When you look at an MRI scan, you would recognize every structure that you see there.
MARTY MOSS-COANE: And when you look at an MRI scan, can you see if it's one kind of a tumor or another kind of tumor -- if it's benign or malignant or anything else?
GEORGE JALLO, MD: There are certain characteristics that you might -- we might lean toward one diagnosis or the other -- but no. Without obtaining tissue we can't be certain whether it's benign or malignant. But again, most tumors in children are going to be benign.
MARTY MOSS-COANE: And there are different kinds of tumors? Yes?
GEORGE JALLO, MD: There are many different types of tumors in children.
MARTY MOSS-COANE: And explain that for us.
GEORGE JALLO, MD: There are many families of tumors -- astrocytomas, they tend to be benign. There are some pendemomas, medulloblastomas. They're all from different types of cells that arise -- that grow in the brain themselves.

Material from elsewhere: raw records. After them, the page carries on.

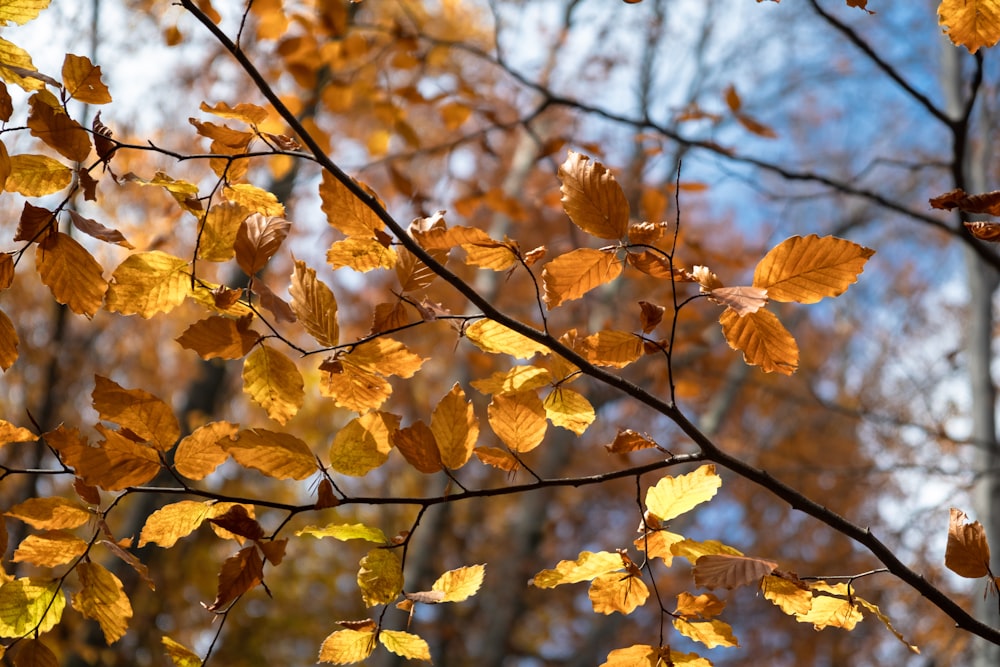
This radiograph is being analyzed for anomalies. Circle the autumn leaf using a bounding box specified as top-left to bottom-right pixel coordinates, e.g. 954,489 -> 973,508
559,151 -> 629,239
944,507 -> 990,579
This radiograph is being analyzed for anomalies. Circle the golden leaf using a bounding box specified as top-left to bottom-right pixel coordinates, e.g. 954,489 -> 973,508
207,546 -> 264,611
91,375 -> 181,452
233,213 -> 292,276
559,151 -> 629,239
431,565 -> 486,602
719,308 -> 799,375
288,260 -> 340,347
378,630 -> 431,662
944,507 -> 990,579
938,0 -> 1000,53
319,628 -> 375,665
543,387 -> 597,435
576,329 -> 642,368
243,345 -> 305,424
62,53 -> 111,104
463,318 -> 549,359
4,155 -> 73,197
392,421 -> 444,475
529,551 -> 623,588
674,618 -> 740,648
35,232 -> 108,317
105,250 -> 191,319
0,578 -> 66,638
753,234 -> 875,303
174,421 -> 239,479
177,315 -> 260,359
224,428 -> 319,479
330,411 -> 399,477
692,554 -> 778,590
73,562 -> 132,645
326,236 -> 399,273
487,390 -> 548,452
11,530 -> 87,567
588,572 -> 649,614
358,548 -> 403,607
542,248 -> 622,310
431,382 -> 479,470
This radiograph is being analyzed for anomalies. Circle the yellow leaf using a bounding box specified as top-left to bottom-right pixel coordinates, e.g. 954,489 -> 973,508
176,315 -> 260,359
11,531 -> 87,567
319,630 -> 375,665
431,565 -> 486,602
487,391 -> 548,452
938,0 -> 1000,53
944,507 -> 990,579
160,635 -> 201,667
233,213 -> 292,276
753,236 -> 872,303
330,411 -> 399,477
219,429 -> 319,479
543,387 -> 597,435
378,630 -> 431,661
243,345 -> 305,424
319,171 -> 385,238
4,155 -> 73,197
73,562 -> 132,645
105,250 -> 191,319
0,578 -> 66,638
295,523 -> 389,545
92,375 -> 181,452
559,151 -> 629,239
431,382 -> 479,470
588,572 -> 649,614
5,498 -> 94,530
174,421 -> 239,479
542,248 -> 622,310
198,202 -> 250,262
464,319 -> 549,359
326,236 -> 399,273
760,575 -> 813,616
471,366 -> 552,394
576,329 -> 643,368
358,549 -> 403,607
692,554 -> 778,590
674,618 -> 740,648
0,310 -> 21,371
529,551 -> 623,588
288,260 -> 340,347
719,308 -> 799,375
392,421 -> 444,475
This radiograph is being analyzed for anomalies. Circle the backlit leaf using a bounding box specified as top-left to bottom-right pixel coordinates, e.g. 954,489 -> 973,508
243,345 -> 305,424
358,549 -> 403,607
542,248 -> 622,310
944,507 -> 990,579
431,383 -> 479,470
288,260 -> 340,347
719,308 -> 799,375
219,429 -> 318,479
91,375 -> 181,452
464,319 -> 549,359
105,250 -> 191,318
487,391 -> 548,452
753,234 -> 875,303
73,562 -> 132,645
378,630 -> 431,662
330,411 -> 399,477
319,629 -> 375,665
559,151 -> 629,239
0,578 -> 66,637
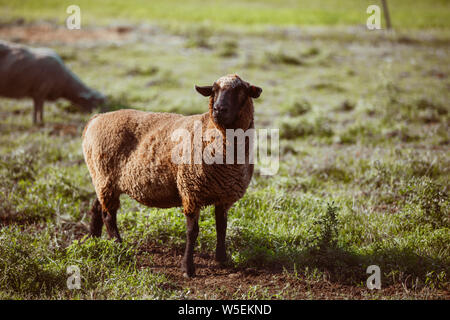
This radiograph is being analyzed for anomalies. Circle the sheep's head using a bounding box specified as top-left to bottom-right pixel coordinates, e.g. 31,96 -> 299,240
195,74 -> 262,129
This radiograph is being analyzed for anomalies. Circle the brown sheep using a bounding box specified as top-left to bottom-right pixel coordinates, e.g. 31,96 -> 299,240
0,41 -> 106,124
83,75 -> 262,277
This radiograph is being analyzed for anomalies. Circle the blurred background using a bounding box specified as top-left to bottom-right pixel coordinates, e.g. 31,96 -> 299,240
0,0 -> 450,299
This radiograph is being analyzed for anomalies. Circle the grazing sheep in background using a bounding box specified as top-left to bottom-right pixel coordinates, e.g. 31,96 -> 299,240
83,75 -> 262,277
0,40 -> 105,123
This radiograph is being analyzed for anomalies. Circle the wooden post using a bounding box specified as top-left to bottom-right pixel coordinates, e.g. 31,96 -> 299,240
381,0 -> 391,29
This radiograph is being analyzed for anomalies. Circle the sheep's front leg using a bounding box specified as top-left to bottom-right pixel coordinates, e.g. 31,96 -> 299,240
89,198 -> 103,237
181,210 -> 199,278
214,206 -> 227,264
33,98 -> 44,124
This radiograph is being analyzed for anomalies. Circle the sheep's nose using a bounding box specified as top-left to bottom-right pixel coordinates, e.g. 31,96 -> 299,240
213,105 -> 228,113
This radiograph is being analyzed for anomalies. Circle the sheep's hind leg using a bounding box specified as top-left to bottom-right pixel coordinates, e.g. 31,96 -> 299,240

FRED J. EPSTEIN, MD: And you know, I tell you -- look there are a lot of different types of tumors, but the point that I like to keep making is the bulk of them are curable. The bulk of them can be removed when properly diagnosed and properly taken care of.
MARTY MOSS-COANE: We have almost no time left. Any final comments from you, Dr. Epstein?
FRED J. EPSTEIN, MD: My final comments are that we've come an enormous way in the last ten years and I suspect ten years from now, we will be curing the overwhelming majority of children with brain tumors.
MARTY MOSS-COANE: And that's the good news.
FRED J. EPSTEIN, MD: That's wonderful news.
MARTY MOSS-COANE: Anything you want to add to that?
GEORGE JALLO, MD: I agree. I mean I think what we're able to see with brain tumors and diagnose them today, we didn't have that ability years ago.
MARTY MOSS-COANE: Well, I thank you both so much for joining us today on our webcast. Thank you very much.
FRED J. EPSTEIN, MD: Thank you.
MARTY MOSS-COANE: And thank you for joining us as well. I'm Marty Moss-Coane.